Pingu at the Wedding Party (also known as A Very Special Wedding) is a 1997 television film featuring the Swiss (later British) character Pingu. It was originally broadcast in 1997, and was released on VHS and DVD in the UK in 2004. It was broadcast on BBC Two on 27 December 2010 and on CBeebies on 31 December 2010. The voices are given by Italian voice actors Carlo Bonomi and Pietro Ubaldi.

Plot
Pingu is helping Father deliver the mail. Pingu wakes up a penguin to deliver a parcel, but he's puzzled to receive it. Then his neighbor comes out and says it's for her, so Pingu grabs the parcel back and gives it to the other neighbor, who is delighted to get the parcel. The other neighbor on the other hand, gets very angry for not getting mail and shuts the door after yelling in anger. Father then gives the other neighbor more mail, but this time it was an envelope, as it's an invitation to a wedding. Pingu is curious and asks Father about it and he takes out an similar envelope and gives it to Pingu. Pingu is delighted and they go home. Mother was cooking and Pinga was playing until they were shown the envelope. A photo drops out of the envelope as Mother opens it and Pingu picks it up. Mother then exclaims happily that a penguin and a green penguin are getting married while reading the contents of the envelope. Father gets out his and Mother's wedding album with the green penguin friends and shows it to Pingu and Pinga.

Mother and Father go to get a present, leaving Pingu and Pinga at home playing with wedding clothing and drawing pictures for the bride and groom. The parents are shown a remotely operated Roomba, which they decide to get. The cleaner and remote are put on the table, and Pingu is intrigued. Father warns Pingu not to touch the present and Pingu nods his head. Mother then comes in and tells Father that she needs a new hat, so they go out to get one, and leave Pingu and Pinga alone at home again. Pingu touches the control stick, and the parcel moves. Pinga comes over to watch, as Pingu pushes the stick on the remote control full forward. The parcel takes off and hovers like a helicopter. Pingu finds that pulling the stick back makes it land. Unfortunately, when the parcel lands it over-balances and falls off the table, landing upside down and getting dented. Grandpa comes nearby their house and wonders what was going on. Pinga then explains the matter and Grandpa solves the problem by picking the box up and hiding the dent from the parent's view. When the parents return, Grandpa leaves and on the way greets the parents. The parents don't notice the box and Pingu gets anxious.

On the day of the wedding everything is ready, Pingu's family was getting ready and Grandpa put a small box in his pocket before he went. The whole family was in the snowmobile, they heard Grandpa on a hill in skis about to go down. He slid down and accidentally slipped, causing him to fall and break his leg.
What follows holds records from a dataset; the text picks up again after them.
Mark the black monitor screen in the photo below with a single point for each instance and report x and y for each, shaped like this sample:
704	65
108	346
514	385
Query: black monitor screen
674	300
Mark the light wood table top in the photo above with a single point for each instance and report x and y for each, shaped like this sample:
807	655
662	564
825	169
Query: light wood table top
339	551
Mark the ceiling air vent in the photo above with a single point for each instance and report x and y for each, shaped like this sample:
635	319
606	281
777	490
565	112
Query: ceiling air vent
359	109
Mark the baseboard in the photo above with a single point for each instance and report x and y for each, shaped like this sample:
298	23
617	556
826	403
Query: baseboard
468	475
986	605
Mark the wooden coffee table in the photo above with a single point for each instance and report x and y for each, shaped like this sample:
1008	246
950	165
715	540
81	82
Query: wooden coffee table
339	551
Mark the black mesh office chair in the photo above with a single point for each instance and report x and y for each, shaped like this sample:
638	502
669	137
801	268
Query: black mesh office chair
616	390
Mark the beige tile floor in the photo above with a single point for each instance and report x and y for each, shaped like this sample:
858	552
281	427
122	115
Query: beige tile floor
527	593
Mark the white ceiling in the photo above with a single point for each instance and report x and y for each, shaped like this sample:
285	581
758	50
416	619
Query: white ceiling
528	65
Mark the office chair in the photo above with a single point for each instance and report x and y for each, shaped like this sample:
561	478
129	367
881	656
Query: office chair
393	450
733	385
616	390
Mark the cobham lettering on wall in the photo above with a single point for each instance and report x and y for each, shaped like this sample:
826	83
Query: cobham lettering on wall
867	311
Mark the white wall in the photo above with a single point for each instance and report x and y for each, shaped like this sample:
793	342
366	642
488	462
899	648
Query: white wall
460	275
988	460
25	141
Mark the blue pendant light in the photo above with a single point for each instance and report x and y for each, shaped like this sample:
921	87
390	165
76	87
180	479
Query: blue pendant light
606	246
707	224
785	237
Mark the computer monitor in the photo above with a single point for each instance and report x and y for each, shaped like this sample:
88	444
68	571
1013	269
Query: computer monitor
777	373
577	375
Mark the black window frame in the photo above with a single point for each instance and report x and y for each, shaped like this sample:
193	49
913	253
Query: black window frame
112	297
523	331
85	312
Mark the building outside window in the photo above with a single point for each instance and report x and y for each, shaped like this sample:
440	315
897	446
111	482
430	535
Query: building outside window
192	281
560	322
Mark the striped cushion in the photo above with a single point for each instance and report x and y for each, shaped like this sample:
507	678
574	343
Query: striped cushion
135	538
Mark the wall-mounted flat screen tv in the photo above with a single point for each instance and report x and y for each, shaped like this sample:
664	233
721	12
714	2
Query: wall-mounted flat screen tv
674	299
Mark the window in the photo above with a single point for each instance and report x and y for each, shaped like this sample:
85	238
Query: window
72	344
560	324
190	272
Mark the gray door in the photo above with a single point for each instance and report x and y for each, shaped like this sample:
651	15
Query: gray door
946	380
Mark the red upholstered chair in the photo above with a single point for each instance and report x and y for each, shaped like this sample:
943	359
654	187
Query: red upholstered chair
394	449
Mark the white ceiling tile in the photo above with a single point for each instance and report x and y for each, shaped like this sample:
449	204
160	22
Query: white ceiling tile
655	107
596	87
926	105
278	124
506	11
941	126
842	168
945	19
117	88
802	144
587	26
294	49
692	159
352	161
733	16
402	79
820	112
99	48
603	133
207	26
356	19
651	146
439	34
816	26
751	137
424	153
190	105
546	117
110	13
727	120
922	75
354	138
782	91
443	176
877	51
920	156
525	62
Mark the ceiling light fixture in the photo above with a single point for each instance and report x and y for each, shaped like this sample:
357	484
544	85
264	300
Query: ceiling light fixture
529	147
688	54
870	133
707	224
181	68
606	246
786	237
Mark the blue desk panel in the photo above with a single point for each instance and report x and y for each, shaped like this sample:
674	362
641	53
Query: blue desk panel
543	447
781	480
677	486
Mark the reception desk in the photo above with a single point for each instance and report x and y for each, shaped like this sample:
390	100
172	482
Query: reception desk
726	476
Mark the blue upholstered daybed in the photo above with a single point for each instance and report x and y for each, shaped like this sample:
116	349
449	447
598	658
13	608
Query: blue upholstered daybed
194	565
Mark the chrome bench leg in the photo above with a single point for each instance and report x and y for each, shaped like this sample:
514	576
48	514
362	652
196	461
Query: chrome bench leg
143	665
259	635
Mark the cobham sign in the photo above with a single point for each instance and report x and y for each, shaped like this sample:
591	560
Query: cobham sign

The whole family rushed as Grandpa was groaning in pain. Then they were all at the hospital, where Grandpa's foot is thankfully in a cast, but he must be in a wheelchair for the whole wedding because of his foot. The guests who have arrived are chatting at the wedding. Father and Grandfather chat to some of the other guests, and Mother and Pinga go to coo over an egg in a cradle being looked after by its mother. Pingu spots Robby, who is there as photographer and is polishing the camera, which is on a tripod. Robby taps the camera and the tripod collapses, which makes Pingu laugh. Pingu is looking at some flowers when he's called over by one of the green penguin family. She introduces Pingu to her son, who is about Pingu's age. The son greets Pingu by making rude noises, swaying from side to side, slapping Pingu on the back and shaking hands.

As it nears the time of the wedding they all go to anxiously look out for the groom, who hasn't yet arrived. The minister keeps looking at his watch. Then crying distracts them; the egg has hatched, and they all go to look at the baby. Meanwhile, Pingu is called over by Pongi's son, and they go and look at the cake. The green penguin and Pingu both naughtily sample the cake, and Pingu patches it up so it's not so obvious what has happened to it. Then the bride spots the groom and the others turn to look. The groom is momentarily distracted when his tie covers his eyes, causing him to crash into a block of ice, which sends him and the bouquet flying. He ends up sitting on the ice next to the bride, who catches the bouquet as it bounces off his head. Later they open the dented Roomba, which goes haywire by sucking up the bride's bouquet, and the groom attacks it with a stick. The Roomba spins its antennae like a helicopter and takes a little flight. It nearly hits Pingu's father, who drops the remote control, causing it to drop down to earth and break. Pingu takes the blame, and the green penguin's son comes and collects the sucked-up bouquet and drops it on the ground. Then he fixes the Roomba and it functions like normal. Everyone is now pleased.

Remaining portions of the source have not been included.